Lorsque chantant leur hymne, les Kongolais disent : « Debout congolais » ou «Telama besi Kongo» (kikongo) « Simameni, Wacongo » (swahili) « Totelema mwana kongo » (lingala) et ajoutent : « unis par le sort, unis dans l’effort pour l’indépendance. Dressons nos fronts, longtemps courbés », ils devraient, en principe, avoir en tête le sens exact du « sort » et des sacrifices consentis au cours de la lutte pour l’indépendance ainsi que la reliance émancipatrice qu’ils ont permise.
Approfondir le signification de l’hymne national kongolais et s’orienter en connaissance de cause passe, entre autres, par une connaissance consciencieuse de cette histoire et sa perpétuelle transmission. Elle peut enraciner dans la lutte pour l’insoumission aux forces néocolonialistes.
A ce moment-là, chanter l’hymne national peut s’accompagner de la prise de conscience de l’importance des luttes collectives menées pour la défense des valeurs de la liberté, de la justice, de la noblesse, de la justesse, de l’équité, de la fierté, de la dignité, etc.

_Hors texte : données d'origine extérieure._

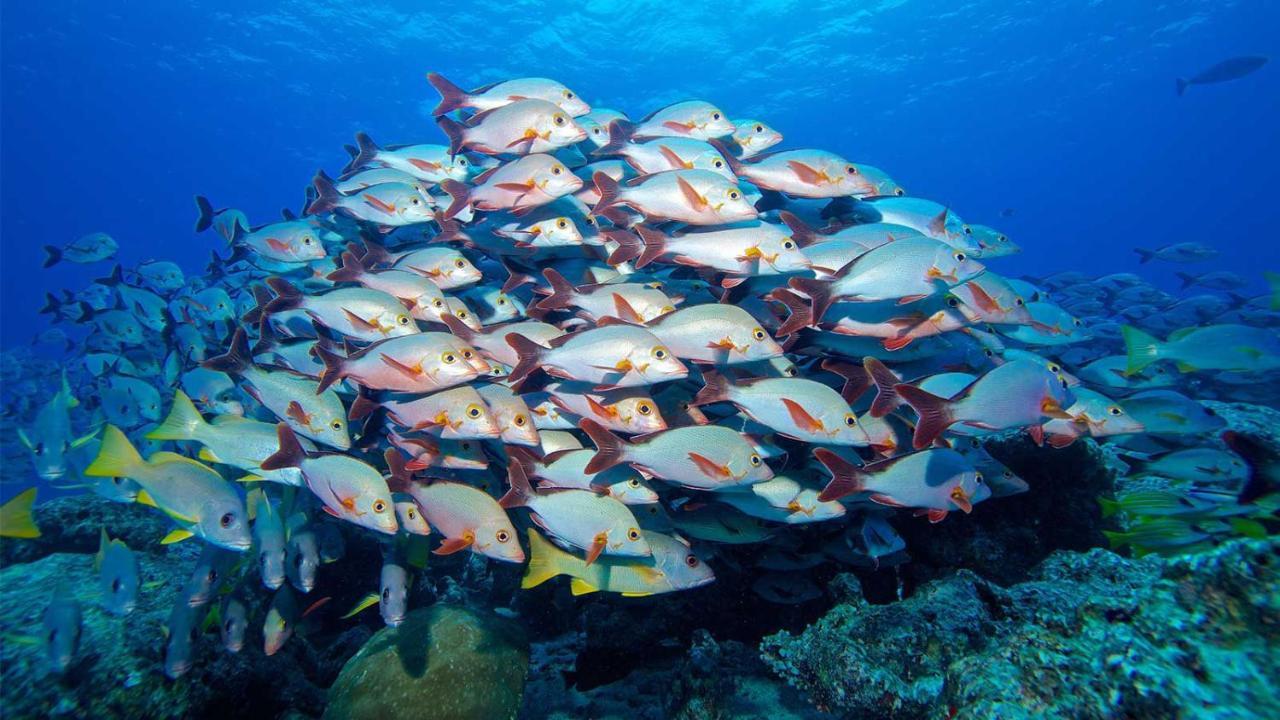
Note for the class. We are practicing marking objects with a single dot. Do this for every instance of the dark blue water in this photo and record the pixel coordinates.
(115, 113)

Avoir en tête le sens du « sort » peut aider à évaluer l’orientation prise par les héritiers de « combattants victorieux » depuis l’indépendance politique (formelle) jusqu’au moment où l’hymne national est chanté. Procéder à cette évaluation ne peut pas être possible si la signification de la date du 30 juin n’est pas transmise et enseignée. Lumumba recommandait cela en disant ceci à ses amis : « A vous tous, mes amis qui avait lutté sans relâche à nos côtés, je vous demande de faire de ce trente juin 1960 une date illustre que vous garderez ineffaçablement gravé dans vos coeurs, une date dont vous enseignerez avec fierté la signification à vos enfants, pour que ceux-ci à leur tour fassent connaître à leurs petits-fils l’histoire glorieuse de notre lutte pour la liberté. »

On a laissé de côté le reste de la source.